I finally stopped and collapsed, barely breathing.

Gaara's POV

"GAARA! YUKI'S NOT BREATHING RIGHT!" Temari said. I almost died when I looked at Yuki. Her chest wasn't even moving. I looked at the guests.

"GET THE FUCK OUT OF MY FUCKING HOUSE BEFORE I FUCKING KILL ALL OF YOU! YOU ALMOST FUCKING KILLED YUKI! IF YOU DON'T FUCKING LEAVE NOW BEFORE I COUNT TO FUCKING THREE I'LL SEND YOUR DAMNED BODIES TO FUCKING HELL!!!!! ONE..." They all ran out of the house, leaving Temari, Kankuro, and I to take care of Yuki.

I put her on my bed, to let her sleep, and watched over her.
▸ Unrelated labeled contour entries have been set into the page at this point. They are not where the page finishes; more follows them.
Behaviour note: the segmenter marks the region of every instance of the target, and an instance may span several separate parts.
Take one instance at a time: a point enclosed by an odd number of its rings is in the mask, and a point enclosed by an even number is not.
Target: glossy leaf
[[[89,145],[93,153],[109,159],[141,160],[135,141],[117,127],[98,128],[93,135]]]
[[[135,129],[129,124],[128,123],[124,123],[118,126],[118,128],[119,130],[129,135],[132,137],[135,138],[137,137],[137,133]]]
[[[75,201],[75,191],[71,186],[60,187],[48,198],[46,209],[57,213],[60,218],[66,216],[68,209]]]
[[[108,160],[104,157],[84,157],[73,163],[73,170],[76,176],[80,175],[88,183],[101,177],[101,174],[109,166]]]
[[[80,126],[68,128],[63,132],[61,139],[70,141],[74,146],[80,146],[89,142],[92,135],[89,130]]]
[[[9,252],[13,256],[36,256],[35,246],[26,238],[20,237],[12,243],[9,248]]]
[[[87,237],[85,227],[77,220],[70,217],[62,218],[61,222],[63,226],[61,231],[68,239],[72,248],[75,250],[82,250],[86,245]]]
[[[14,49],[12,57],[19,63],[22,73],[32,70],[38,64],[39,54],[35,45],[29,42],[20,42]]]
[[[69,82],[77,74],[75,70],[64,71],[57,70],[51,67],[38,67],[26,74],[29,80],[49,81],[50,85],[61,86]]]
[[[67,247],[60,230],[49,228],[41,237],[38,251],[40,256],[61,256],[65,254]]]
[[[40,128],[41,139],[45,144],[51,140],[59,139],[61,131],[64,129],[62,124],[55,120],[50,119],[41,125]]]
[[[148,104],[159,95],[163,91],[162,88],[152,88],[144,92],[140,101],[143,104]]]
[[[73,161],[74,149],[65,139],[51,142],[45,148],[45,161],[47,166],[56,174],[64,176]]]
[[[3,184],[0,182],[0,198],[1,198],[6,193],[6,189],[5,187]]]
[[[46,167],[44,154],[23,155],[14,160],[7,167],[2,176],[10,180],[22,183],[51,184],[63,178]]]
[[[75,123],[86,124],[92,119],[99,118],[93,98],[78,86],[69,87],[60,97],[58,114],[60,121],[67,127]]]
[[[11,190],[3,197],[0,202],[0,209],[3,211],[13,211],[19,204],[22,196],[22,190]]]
"Holy, never saw a girl cry that hard"

'I never want to see Yuki cry again'

"I know. It's heart breaking"

'It is'

"Seeing the one you loved passed out and pretty much stop breathing because of her tears"

'It hurts'

"....You admitted to loving her"

'Shut up'

"You did"

'As a friend'

"Right" My thoughts were broken by something warm on my lips. I opened my eyes and realized I had stood up and walked over to kiss Yuki. I parted and sat down again. then I did the unthinkable, for the second time. I cried.

Temari and Kankuro came in, thinking it was Yuki again. They saw she was asleep, then knew it was me.

They came over and saw me crying, both hands in fists at my eyes, the tears running down my cheeks, I was glad I changed into my pj's so that I wouldn't get the panda costume wet with my tears. I felt two sets of arms around me. It was Temari and Kankuro, trying to comfort me.

I cried while they held me. I was worried that Yuki wasn't gonna be okay. Or that she would never wake up. I continued to cry in my siblings comforting arms, the ones that they never used on me as a child.